The burning-meat smell brings other hunters, Donnie warned urgently. Big-teeth creatures from the dark-places. They come when the sky-bright fades.
"He says we might have company soon," Matthias translated, standing up and scanning the treeline. "Something about big-teeth creatures."
"Of course there are more monsters," Cleo muttered, then stopped abruptly. "Wait, did you say two hours? Matt, how long have you been talking to this rabbit?"
"About five minutes, why?"
Time-flows differently when mind-bridges form, Donnie explained patiently. Especially with magic-touched ones. The short-one's dreams were... loud.
Before Matthias could translate that particular observation, a sound cut through the forest that made them all freeze. A human voice, raw with frustration and what sounded like pain, echoed from the massive tree just twenty feet away.
"WHAT THE ACTUAL HELL IS THIS THING?"
Matthias and Cleo looked at each other, eyes wide with recognition.
"Was that—?" Cleo started.
"Josh?" Matthias finished, dropping his spears and taking a step toward the tree. "That sounded like Josh!"

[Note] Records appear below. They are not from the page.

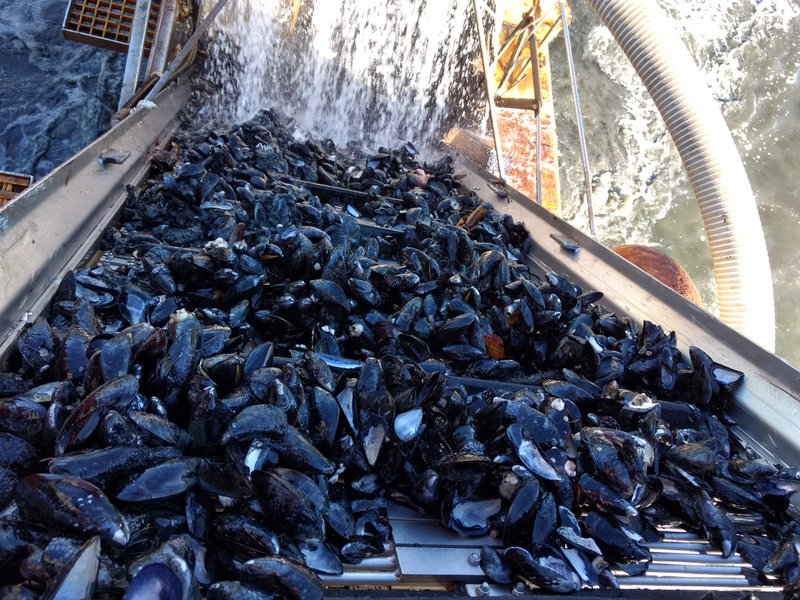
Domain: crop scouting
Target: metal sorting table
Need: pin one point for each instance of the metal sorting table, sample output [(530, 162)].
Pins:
[(37, 250)]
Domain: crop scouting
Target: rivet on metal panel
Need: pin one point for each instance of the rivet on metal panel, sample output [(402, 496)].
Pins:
[(113, 157), (565, 242)]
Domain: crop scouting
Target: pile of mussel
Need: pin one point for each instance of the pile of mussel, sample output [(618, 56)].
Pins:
[(283, 336)]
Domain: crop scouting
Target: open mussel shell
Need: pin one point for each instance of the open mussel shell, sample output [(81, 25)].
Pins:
[(70, 504), (283, 576)]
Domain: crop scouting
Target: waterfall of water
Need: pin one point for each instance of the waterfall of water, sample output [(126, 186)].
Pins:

The loud-voice from the stone-den, Donnie observed, his ears perked forward with interest rather than alarm. Familiar-sounds to you? Not danger-sounds?
"Holy shit," Cleo breathed, her face lighting up with hope instead of fear. "If that's really Josh, then maybe Ari actually did something right when I messed with that contract."
Another voice from inside the tree, definitely Josh's now that they were listening for it: "Why does everything hurt so much? And why did I grab my phone instead of my snacks as I went flying from my desk?"
Matthias started laughing despite himself. "That's definitely Josh. Only he would complain about his choices before figuring out where he is."
The loud-one sounds confused but not broken, Donnie noted practically. Good-meat will still burn while you make reunion-sounds though.
"Donnie's right about the meat," Matthias said, glancing back at their smoking setup, "but screw it. If Josh is really alive..." He trailed off, hardly daring to hope.
"Come on," Cleo said, already moving toward the doorway in the tree. "Let's go see if our DM really did respawn."